As pessoas precisam aceitar que apesar das diferenças, o respeito e a
igualdade precisam ser mantidos. Que os traços físicos de alguém não o torna
menos importante que os outros. Que todas as pessoas têm seu comportamento,
sua cultura e sua vida social distintas.
Observou-se ainda, que a desigualdade dentro do ambiente de trabalho
entre negros e brancos é enorme, não só nos cargos, mas também na diferença
salarial, moral e ética. O peso é diferente.
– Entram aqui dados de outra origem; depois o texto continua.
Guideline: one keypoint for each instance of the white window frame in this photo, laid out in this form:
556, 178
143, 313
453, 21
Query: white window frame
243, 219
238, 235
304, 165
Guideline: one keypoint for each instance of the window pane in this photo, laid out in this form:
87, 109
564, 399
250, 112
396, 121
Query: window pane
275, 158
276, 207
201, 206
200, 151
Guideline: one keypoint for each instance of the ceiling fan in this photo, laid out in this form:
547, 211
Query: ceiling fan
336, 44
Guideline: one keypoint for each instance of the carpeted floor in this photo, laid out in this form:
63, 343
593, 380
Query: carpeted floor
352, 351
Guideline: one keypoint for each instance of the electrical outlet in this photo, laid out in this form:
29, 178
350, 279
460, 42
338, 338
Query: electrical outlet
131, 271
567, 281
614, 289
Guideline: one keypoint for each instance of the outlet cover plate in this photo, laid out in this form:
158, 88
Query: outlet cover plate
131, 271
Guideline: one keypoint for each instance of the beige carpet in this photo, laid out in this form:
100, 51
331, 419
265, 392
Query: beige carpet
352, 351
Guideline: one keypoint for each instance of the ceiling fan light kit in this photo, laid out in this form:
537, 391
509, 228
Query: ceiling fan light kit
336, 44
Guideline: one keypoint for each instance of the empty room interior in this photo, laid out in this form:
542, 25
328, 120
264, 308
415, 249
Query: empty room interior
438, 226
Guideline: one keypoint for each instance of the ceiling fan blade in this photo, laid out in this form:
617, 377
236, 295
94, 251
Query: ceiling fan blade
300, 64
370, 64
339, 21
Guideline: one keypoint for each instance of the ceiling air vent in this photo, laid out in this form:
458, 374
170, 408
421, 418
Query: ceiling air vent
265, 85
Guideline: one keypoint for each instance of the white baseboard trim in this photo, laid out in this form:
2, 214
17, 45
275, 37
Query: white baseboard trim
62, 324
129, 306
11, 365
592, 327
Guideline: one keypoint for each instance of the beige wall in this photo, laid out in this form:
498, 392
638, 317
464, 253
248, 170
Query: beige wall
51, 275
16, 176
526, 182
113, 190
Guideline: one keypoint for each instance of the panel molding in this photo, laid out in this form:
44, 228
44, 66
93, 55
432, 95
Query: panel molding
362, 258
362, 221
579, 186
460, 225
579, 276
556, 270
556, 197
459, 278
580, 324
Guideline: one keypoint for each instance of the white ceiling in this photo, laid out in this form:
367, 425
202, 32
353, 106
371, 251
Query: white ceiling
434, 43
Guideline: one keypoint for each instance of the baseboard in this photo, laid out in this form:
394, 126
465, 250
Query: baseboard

As pessoas negras sempre são colocadas
como inferiores e isso precisa acabar de imediato, pois as pessoas são iguais tanto
perante a lei, como fora dela.
Vimos ainda a forte discriminação contra a mulher negra me nossa
sociedade, com estereótipos subalternizados, como o trabalho doméstico, em que
a negra é vista apenas como serviçal e não como alguém capaz de ocupar um
nível profissional mais elevado, como bem destacado nos estudos de Lélia
Gonzales (1984).
Portanto, é necessário que a sociedade ressignifique o mito da democracia
racial e o traga para a realidade, isto é, fazer com que ele realmente exista. Outro
fator que precisa ser acabado é o negacionismo, onde sem ele as pessoas
poderão de fato aceitar que o racismo existe, para que assim as medidas de
combate ao mesmo possam realmente entrar em vigor.